Aggressive or incorrect direction of pull is one of the causes of unnatural temporal hairline, loss of side burn and hair behind the ear, and bald patches around the incisions. While some hairstyles could camouflage them, most patients will want to correct these telltale signs of surgery.

The aforementioned problems are typically treated with hair transplantation in which hair follicles from the back of the scalp are moved to the area that needs correction or “coverage.” But to achieve impressive results and avoid the doll’s hair appearance, it is crucial to group the hair in smaller units.

Other possible methods to correct the distortion or loss of side burn and temporal hairline include scar excision surgery and skin flap rotation, with the latter being more suitable for patients who need their hairline “continuity” to be restored.

Regardless of the approach being used, it is a sacrosanct rule to use a tensionless, layered wound closure, as suggested by Beverly Hills plastic surgery expert Dr. Tarick Smaili.

Another reason for facelift revision surgery is to correct ear deformities—e.g., excess skin or too much fullness in front of the ear, pixie ear or “pulled appearance,” and visible facelift ear scars.

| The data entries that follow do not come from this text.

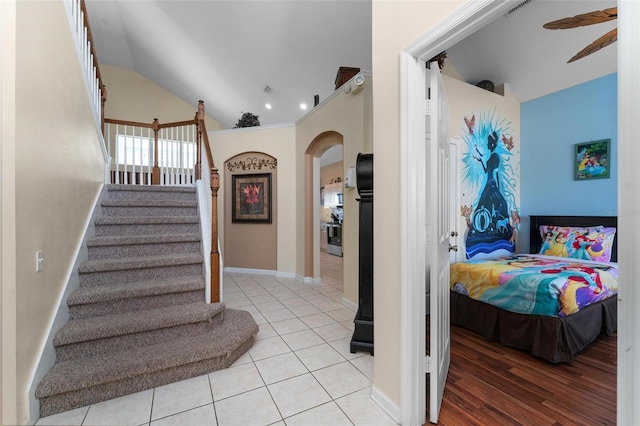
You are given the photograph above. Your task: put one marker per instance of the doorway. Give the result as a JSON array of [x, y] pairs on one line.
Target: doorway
[[414, 253], [331, 216]]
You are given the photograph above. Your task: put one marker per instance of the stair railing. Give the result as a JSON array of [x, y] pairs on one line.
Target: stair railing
[[151, 153], [211, 180], [79, 23]]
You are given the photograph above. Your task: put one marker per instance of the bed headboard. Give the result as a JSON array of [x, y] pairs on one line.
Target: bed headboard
[[535, 239]]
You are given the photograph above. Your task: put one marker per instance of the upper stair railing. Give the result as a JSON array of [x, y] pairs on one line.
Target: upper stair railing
[[170, 154], [176, 148], [79, 23], [152, 153]]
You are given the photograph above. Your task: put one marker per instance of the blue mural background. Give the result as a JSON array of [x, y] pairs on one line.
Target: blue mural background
[[493, 217]]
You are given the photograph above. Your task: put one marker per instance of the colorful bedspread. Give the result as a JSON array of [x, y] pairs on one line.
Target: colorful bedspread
[[531, 284]]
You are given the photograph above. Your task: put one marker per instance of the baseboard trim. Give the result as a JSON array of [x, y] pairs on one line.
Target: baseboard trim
[[234, 270], [349, 304], [306, 280], [386, 404], [279, 274]]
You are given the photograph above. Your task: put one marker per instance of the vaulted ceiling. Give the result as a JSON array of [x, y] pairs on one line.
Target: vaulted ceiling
[[228, 52]]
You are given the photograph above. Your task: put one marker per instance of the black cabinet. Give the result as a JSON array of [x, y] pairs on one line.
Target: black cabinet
[[362, 339]]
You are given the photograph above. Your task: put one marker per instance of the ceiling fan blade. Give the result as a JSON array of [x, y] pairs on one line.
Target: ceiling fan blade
[[590, 18], [603, 41]]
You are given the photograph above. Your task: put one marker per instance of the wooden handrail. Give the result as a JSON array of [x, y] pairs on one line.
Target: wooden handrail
[[151, 125], [102, 87], [214, 256]]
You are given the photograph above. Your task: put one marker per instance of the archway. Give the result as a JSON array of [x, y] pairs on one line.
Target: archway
[[316, 148]]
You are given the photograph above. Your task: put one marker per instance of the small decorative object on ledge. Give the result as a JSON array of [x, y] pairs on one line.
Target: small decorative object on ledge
[[247, 120], [344, 75], [254, 163], [486, 85], [440, 57]]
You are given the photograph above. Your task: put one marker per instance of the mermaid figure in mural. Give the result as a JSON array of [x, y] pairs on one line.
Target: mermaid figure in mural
[[490, 221]]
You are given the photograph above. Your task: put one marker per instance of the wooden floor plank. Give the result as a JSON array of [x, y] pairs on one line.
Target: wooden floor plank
[[491, 384]]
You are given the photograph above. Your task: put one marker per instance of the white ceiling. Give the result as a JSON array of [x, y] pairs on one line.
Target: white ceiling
[[532, 61], [226, 52]]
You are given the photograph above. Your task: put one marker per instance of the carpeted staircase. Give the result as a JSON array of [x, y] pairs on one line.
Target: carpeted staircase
[[139, 318]]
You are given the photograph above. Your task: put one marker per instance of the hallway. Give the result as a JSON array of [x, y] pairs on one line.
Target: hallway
[[298, 372]]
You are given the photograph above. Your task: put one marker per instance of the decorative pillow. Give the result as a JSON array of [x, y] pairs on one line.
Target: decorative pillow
[[591, 243]]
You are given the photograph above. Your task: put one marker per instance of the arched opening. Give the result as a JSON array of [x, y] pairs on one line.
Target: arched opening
[[315, 150]]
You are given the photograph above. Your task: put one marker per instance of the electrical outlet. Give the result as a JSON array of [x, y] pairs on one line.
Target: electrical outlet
[[39, 260]]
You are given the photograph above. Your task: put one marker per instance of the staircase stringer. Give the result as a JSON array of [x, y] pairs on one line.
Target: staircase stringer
[[47, 356]]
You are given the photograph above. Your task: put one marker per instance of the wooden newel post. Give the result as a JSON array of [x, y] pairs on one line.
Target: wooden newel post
[[199, 117], [215, 255], [155, 174]]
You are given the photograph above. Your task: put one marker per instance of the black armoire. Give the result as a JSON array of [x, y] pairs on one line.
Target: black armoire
[[362, 339]]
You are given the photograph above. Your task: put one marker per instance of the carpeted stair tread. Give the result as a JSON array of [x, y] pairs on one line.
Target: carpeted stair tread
[[88, 329], [100, 265], [150, 188], [141, 239], [149, 203], [145, 220], [104, 293], [236, 329]]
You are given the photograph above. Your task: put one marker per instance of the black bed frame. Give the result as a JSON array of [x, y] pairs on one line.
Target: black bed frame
[[535, 239], [555, 339]]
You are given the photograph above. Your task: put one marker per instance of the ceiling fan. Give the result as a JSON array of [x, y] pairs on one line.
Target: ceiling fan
[[595, 17]]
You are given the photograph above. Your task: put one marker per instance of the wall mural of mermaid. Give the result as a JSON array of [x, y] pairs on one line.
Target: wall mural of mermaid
[[490, 183]]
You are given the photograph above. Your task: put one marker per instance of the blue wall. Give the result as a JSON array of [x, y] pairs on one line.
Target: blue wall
[[550, 127]]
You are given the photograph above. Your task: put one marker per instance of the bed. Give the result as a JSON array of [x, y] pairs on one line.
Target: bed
[[555, 338]]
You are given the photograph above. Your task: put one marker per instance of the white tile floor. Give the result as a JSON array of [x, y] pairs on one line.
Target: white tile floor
[[298, 372]]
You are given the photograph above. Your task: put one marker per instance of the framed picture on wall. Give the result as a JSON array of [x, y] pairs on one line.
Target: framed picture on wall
[[251, 198], [592, 160]]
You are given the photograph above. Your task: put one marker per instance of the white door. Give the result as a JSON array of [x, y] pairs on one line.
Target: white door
[[455, 239], [438, 220]]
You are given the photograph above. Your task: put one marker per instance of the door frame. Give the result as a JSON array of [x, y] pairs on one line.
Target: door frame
[[470, 17]]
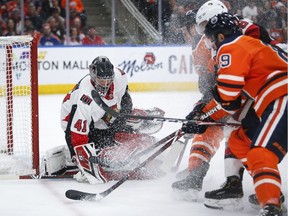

Fullness in front of the ear is usually corrected with a minor procedure (under local anesthesia) in which a small portion of skin is removed in front of the ear canal.

A pixie ear deformity, meanwhile, is best addressed by releasing the earlobe from the cheek skin then reattaching it in a higher position. It is also crucial to close the tension with no or very little tension on the skin to prevent the ears from stretching inferiorly.

And for the facelift ear scars that appear visible—i.e., they migrate outside the contour of the ears—treatments such as scar excision, steroid injection, silicone tapes, and topical creams could improve their appearance.